Pauvre homme, il semblait totalement déboussolé, j’oserais
même aller jusqu'à dire que sa confusion laissait entrevoir
une lueur de démence. Il s’était perdu depuis
un moment et avait élu refuge dans cet édifice délabré.
C’est toujours ce qui arrive à ceux qui quittent leur
chez-soi trop rapidement... Peu-importe, après l’avoir
quelque peu rassuré, je le ramenai avec moi pour ensuite
le confier à un autre département.
Et voilà que je me reposais dans ce bureau impeccable qui
était le mien. J’avais fais tourner mon fauteuil sur
sa bille pour faire en sorte que mes yeux fatigués se posent
sur un magnifique paysage d’arbres fruitiers en fleurs. Jamais
lorsque je regardais par cette fenêtre, je ne voyais de la
neige, des arbres enflammés par l’automne ou encore
ces derniers porter de lourds fruits juteux. Ici, c’était
le printemps qui colorait la flore et le ciel tous les jours sans
exception. Les fenêtres semi-ouvertes permettaient à
la brise de se faufiler dans mon bureau, portant sur ses ailes de
doux arômes. J’apercevais un pâle reflet de mon
être dans cette vitre. Avec cette allure, j’aurais sans
doute pu camper le rôle d’un vampire dans une production
hollywoodienne. Une chevelure de jais moyennement longue qui encadrait
mon visage un peu trop long et blafard, certaines mèches
de longueurs différentes allant caresser mes paupières
et mes pommettes... Et ces iris verts que je voyais scintiller
dans ce faible reflet de moi-même. Si vous me demandez mon
avis; j’avais l’air d’un ange de la mort. Et je
paraissais très bien dans cet accoutrement traditionnel qui
combinait chemise blanche et gilet noir.
Mes yeux se refermèrent tranquillement alors que mon esprit
semblait prêt à me quitter pour le temps d’une
sieste bien méritée. Mais alors qu’il prenait
son envol, je fus bien vite rappelé sur terre lorsque de
violents coups furent donnés à ma porte. Inutile de
mentionner que je sursautai, bondissant hors de mon fauteuil pour
perdre l’équilibre et trébucher dans le tapis
ocre. Quelle disgrâce! Mes dents grinçaient, mon cœur
pompait à grands coups ma frustration et mes doigts griffaient
la moquette alors qu’ils se refermaient en un poing. Je dus
me relever et absorber une bonne bouffée d’air frais
pour éclaircir mon esprit avant d’entreprendre les
quelques pas qui me distançaient de la porte. Je m’apprêtais
donc à accueillir mon colporteur avec un visage plus bête
et froid qu’à l’habitude afin de lui faire subtilement
passer le message que je n’appréciais guère
sa présence, peu-importe qui cela pouvait bien être.
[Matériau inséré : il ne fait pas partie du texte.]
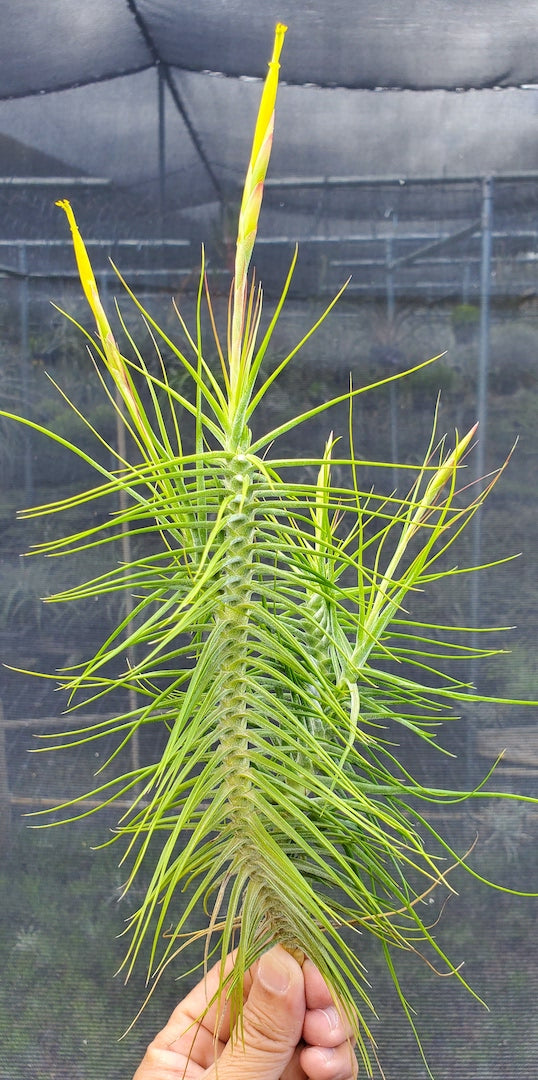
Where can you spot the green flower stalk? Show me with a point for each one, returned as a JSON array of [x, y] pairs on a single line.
[[268, 636]]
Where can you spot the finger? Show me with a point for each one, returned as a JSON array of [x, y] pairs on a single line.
[[326, 1027], [330, 1063], [190, 1030], [271, 1024]]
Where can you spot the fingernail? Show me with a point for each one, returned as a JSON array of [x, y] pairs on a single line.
[[333, 1017], [273, 973], [326, 1053]]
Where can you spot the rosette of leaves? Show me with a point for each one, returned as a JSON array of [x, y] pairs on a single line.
[[261, 638]]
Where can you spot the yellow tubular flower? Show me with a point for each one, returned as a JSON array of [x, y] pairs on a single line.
[[253, 191], [113, 360]]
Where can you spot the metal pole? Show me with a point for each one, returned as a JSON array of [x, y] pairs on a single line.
[[485, 288], [391, 307], [25, 363], [161, 105]]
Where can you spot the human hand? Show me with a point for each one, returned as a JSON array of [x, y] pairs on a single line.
[[292, 1030]]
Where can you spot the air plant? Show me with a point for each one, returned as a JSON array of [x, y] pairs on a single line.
[[268, 636]]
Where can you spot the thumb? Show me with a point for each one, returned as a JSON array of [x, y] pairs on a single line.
[[272, 1022]]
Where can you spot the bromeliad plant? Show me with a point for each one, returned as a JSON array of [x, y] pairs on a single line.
[[263, 636]]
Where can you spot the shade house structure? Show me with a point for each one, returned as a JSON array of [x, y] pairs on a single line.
[[404, 162]]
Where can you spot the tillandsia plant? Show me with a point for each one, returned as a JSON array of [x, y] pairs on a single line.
[[265, 624]]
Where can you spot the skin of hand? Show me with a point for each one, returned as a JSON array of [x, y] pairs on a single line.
[[292, 1030]]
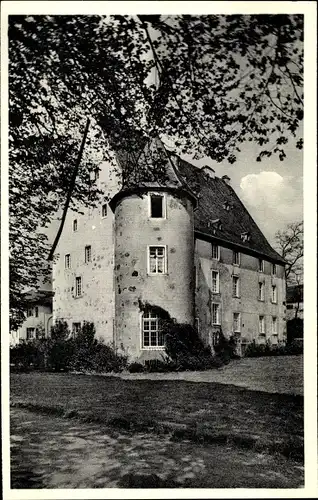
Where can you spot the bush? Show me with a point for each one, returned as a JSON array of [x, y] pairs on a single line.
[[295, 329], [160, 365], [135, 368], [61, 348], [62, 353], [186, 349]]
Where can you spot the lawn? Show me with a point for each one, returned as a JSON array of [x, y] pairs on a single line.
[[201, 412]]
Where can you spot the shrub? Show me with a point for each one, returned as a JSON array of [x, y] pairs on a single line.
[[254, 350], [135, 368], [295, 329], [186, 349], [61, 348], [160, 365], [107, 359]]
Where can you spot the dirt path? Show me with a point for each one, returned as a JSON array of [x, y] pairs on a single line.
[[277, 374], [51, 452]]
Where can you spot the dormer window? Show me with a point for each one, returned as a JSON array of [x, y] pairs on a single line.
[[245, 236], [157, 206], [216, 225]]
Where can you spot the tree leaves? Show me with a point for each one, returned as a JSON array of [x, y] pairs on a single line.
[[207, 83]]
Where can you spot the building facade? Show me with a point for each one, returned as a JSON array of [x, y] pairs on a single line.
[[185, 249], [39, 319]]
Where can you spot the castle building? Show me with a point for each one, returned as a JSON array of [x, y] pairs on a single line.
[[184, 248], [38, 320]]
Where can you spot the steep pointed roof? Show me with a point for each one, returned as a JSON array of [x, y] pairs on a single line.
[[151, 167], [220, 215]]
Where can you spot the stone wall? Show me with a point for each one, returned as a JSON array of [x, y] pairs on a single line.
[[247, 304]]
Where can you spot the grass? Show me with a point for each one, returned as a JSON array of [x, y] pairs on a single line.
[[200, 412]]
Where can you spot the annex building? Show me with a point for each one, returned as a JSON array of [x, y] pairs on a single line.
[[185, 247]]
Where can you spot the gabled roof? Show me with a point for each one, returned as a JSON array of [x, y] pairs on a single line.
[[219, 214]]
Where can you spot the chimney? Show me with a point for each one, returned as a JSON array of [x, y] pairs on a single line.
[[226, 179], [209, 171]]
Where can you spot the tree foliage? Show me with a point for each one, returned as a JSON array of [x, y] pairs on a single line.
[[206, 84], [290, 245]]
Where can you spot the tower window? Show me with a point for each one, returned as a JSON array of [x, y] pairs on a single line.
[[152, 336], [76, 327], [215, 314], [236, 322], [157, 260], [261, 324], [104, 210], [157, 206], [235, 284], [78, 286], [30, 333], [67, 261], [215, 251], [274, 294], [215, 282], [88, 253], [274, 325], [261, 291]]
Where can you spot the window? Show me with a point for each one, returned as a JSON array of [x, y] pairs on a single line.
[[78, 286], [261, 324], [197, 324], [30, 333], [274, 294], [76, 327], [157, 206], [88, 253], [274, 325], [235, 284], [157, 260], [104, 210], [215, 251], [152, 335], [67, 261], [215, 314], [215, 338], [236, 322], [215, 282], [261, 291], [236, 258]]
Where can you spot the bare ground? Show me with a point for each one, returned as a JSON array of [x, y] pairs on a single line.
[[52, 452]]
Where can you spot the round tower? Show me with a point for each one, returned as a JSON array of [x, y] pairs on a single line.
[[153, 266]]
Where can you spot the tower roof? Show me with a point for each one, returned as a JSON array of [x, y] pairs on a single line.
[[220, 215]]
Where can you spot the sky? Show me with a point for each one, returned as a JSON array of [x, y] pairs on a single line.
[[271, 190]]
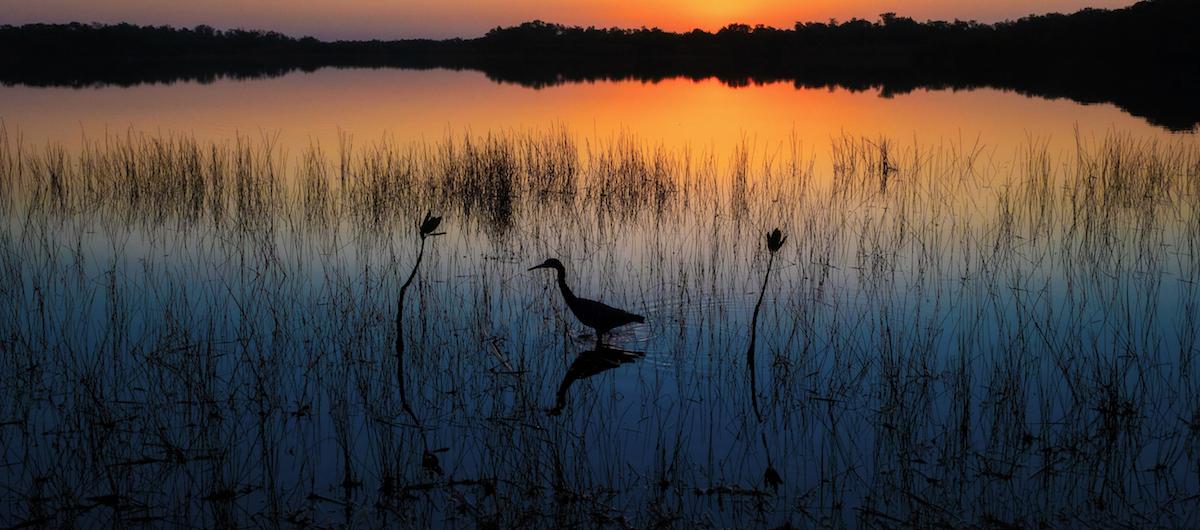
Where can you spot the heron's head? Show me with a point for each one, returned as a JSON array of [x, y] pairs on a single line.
[[550, 264]]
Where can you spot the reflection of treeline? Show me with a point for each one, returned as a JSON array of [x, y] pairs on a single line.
[[1143, 58]]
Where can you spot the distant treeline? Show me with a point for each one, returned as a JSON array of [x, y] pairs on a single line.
[[1144, 58]]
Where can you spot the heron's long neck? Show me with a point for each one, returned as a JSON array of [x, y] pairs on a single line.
[[562, 285]]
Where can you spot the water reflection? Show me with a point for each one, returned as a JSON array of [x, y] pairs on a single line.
[[588, 363], [1164, 104]]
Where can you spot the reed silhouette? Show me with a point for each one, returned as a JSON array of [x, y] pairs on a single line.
[[426, 229], [775, 240], [597, 315], [588, 363]]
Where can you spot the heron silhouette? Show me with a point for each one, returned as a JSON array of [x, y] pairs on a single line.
[[594, 314]]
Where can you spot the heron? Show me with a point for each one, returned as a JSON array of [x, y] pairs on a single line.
[[594, 314]]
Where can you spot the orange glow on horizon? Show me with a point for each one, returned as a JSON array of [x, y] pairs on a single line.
[[471, 18]]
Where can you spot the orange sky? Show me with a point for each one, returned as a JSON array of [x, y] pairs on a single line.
[[445, 18]]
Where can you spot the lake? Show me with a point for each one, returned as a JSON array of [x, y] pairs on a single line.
[[984, 311]]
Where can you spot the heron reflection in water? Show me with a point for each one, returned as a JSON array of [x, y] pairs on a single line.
[[587, 365]]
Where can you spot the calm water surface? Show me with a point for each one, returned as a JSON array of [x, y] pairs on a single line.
[[984, 314]]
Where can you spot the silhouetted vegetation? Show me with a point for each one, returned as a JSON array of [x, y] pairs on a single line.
[[1141, 58]]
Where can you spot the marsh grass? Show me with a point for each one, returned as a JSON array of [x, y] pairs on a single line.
[[202, 333]]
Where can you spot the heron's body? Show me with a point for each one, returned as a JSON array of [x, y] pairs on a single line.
[[594, 314]]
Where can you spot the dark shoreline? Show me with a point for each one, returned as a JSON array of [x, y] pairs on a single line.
[[1144, 59]]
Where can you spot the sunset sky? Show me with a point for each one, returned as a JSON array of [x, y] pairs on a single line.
[[469, 18]]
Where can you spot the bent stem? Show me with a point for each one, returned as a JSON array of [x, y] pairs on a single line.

Je tournai la poignée et entrouvris la porte.
-Oh, Damsel... Ce n’est que toi?
Damsel était un de mes collègues de travail. Cela
faisait quelques années à peine qu’il était
entré en service et cela se voyait souvent dans la qualité
de ses rapports.
-Nathaël! Bonjour! Dis, je peux te confier un dossier? Ça
ne sera pas bien long, tu verras. C’est seulement une gamine
qui s’est perdue en chemin, ou plutôt qui ne connaît
pas du tout la route.
-Qu’est-ce que tu me donnes en retour?, répondis-je,
l’air désintéressé. Je viens tout juste
de signer un dossier vois-tu, je n’ai pas exactement le goût
de m’encombrer de travail supplémentaire pour le moment.
Et puis, pourquoi ne le fais tu pas toi-même?
-Ah!... Raison personnelle, vois-tu!, enchaîna-t-il avec énergie.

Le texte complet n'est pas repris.